The ability to visualize transparent objects such as biological cells is of fundamental importance in biology and medical diagnostics. Conventional approaches to achieve this include phase-contrast microscopy and techniques that rely on chemical staining of biological cells. These techniques, however, rely on expensive and bulky optical components or require changing, and in some cases damaging, the cell by introducing chemical contrast agents. Significant recent advances in nanofabrication technology permit structuring materials on the nanoscale with unprecedented precision. This has given rise to the revolutionary field of meta-optics that aims to develop ultra-compact optical components that replace their bulk-optical counterparts as for example lenses and optical filters. Such meta-optical devices exhibit unusual properties for which they have recently drawn significant scientific interest as novel platforms for imaging applications.
In a new paper published in Light Science & Applications, a team of scientists, led by Professor Ann Roberts from the University of Melbourne node of the Australian Research Council Center of Excellence for Transformative Meta-Optical Systems have developed an ultra-compact, nanostructured microscope coverslip that allows the visualization of unstained biological cells. The device is referred to as a nanophotonics enhanced coverslip (NEC) since it adds phase-imaging capability to a normal microscope coverslip. In their study the researchers demonstrated that by simply placing biological cells on top of the NEC, high-contrast pseudo 3D images of otherwise invisible cells are obtained. The scientists used the example of human cancer cells (HeLa cells) to demonstrate the potential of this new phase-imaging method. The method not only enabled visualization of the general shape of the cancer cells but also made details of the cell nucleus visible. This capacity is crucial since the detection of changes in the structure of biological cells underpins the detection of diseases as for example in the case of malaria.
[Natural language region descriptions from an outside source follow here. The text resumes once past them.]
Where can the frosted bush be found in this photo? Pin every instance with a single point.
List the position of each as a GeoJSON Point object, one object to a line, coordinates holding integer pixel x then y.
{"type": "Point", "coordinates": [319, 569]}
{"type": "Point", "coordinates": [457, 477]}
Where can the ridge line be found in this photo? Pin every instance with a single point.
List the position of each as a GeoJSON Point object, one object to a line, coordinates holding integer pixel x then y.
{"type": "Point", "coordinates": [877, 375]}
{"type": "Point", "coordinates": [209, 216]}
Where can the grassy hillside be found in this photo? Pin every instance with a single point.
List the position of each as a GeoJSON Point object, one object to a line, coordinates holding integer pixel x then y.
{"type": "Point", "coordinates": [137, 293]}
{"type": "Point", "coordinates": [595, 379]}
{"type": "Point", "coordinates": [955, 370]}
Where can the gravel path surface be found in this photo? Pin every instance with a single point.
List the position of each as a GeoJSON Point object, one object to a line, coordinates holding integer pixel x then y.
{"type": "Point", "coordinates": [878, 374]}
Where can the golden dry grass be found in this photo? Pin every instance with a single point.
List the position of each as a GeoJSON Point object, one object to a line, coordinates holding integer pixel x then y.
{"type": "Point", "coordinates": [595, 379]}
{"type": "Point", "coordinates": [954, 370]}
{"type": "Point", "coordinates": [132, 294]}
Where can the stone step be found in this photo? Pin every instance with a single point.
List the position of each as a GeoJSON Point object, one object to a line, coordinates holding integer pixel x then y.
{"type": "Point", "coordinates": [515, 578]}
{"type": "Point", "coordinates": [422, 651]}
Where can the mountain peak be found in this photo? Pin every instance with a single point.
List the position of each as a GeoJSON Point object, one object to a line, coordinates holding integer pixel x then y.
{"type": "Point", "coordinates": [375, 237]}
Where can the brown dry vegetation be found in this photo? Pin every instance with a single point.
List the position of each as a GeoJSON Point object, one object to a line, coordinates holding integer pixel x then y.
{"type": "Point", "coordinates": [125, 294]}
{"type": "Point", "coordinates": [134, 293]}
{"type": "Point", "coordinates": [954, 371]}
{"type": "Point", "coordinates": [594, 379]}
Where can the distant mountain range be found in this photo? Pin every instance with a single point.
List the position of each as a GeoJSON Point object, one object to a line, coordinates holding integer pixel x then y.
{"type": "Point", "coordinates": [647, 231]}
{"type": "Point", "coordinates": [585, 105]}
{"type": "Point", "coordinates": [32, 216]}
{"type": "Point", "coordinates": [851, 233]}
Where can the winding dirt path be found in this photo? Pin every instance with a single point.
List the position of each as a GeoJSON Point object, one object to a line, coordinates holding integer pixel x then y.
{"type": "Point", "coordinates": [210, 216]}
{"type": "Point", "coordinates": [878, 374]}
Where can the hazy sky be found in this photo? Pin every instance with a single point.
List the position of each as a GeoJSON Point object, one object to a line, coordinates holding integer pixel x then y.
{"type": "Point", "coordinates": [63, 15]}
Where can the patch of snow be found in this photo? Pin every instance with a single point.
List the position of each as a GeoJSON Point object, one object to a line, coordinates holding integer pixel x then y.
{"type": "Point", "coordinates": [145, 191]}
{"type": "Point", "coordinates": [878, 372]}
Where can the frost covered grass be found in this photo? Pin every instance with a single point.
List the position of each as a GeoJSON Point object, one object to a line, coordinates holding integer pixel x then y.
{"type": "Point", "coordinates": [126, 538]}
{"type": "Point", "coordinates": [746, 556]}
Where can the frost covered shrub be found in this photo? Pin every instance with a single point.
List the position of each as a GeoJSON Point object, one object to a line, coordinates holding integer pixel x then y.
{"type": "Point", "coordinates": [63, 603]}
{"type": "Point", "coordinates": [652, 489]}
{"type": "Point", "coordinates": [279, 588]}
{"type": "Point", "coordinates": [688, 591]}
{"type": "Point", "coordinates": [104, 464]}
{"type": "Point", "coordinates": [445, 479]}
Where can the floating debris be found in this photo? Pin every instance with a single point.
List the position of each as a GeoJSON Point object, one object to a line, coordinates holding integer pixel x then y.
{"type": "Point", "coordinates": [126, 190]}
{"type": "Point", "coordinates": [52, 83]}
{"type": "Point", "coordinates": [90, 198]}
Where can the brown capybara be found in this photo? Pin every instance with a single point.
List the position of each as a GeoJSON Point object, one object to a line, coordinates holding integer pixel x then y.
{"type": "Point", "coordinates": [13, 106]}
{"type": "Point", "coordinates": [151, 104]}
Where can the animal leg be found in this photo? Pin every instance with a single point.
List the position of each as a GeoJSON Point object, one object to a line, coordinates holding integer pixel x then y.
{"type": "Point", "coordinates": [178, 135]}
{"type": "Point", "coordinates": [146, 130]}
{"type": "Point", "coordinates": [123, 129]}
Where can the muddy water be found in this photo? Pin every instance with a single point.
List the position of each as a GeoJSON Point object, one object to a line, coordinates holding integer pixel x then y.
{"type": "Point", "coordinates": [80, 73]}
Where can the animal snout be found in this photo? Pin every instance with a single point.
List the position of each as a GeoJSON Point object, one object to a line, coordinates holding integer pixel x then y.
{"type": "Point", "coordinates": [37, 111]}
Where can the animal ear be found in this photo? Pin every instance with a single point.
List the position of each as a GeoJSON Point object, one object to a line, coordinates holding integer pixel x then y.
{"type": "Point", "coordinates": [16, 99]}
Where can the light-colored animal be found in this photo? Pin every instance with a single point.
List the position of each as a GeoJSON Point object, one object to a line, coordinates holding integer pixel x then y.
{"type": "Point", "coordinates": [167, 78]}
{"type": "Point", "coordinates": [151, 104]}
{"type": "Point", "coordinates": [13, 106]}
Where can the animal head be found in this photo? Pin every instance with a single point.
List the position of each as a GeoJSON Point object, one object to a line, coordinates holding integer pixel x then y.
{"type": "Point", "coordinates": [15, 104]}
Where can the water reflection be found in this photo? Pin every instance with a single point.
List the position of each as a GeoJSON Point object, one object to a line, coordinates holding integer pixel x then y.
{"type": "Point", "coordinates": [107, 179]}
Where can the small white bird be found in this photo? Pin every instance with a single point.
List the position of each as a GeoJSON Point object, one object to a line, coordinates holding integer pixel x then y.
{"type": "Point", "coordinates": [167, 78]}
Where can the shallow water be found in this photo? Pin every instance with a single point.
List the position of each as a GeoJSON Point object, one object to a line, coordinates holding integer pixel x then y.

The version of the NEC presented in the publication differs from a normal coverslip through the addition of a thin-optical film and a nanometer spaced grating. The research team, however, envisage more complex variations of this concept to further extend the capabilities of the method to operation at different wavelengths and integration into highly-specialized optical imaging or microfluidic systems. In conclusion, this research has demonstrated an entirely new phase-imaging method that carries significant potential to be part of future biological imaging systems and mobile medical diagnostic tools.
The scientists summarize the potential of their phase-imaging method:
"We designed a nanostructured microscope coverslip that allows us to visualize otherwise transparent biological cells simply by placing them on top of the device and shining light through them. This is an exciting breakthrough in the field of phase-imaging, since our method requires neither the use of bulk-optical components, chemical staining or computational post processing as it is the case with conventional methods." Prof. Roberts explained.
"The unavailability of medical diagnostic tools in many developing nations is regarded a reason for infectious diseases like malaria and tuberculosis to still be a leading cause of death. Our approach has significant potential to become an inexpensive, ultra-compact phase-imaging tool that could be integrated into smartphone cameras and other mobile devices to make mobile medical diagnostics broadly available." Dr. Wesemann added.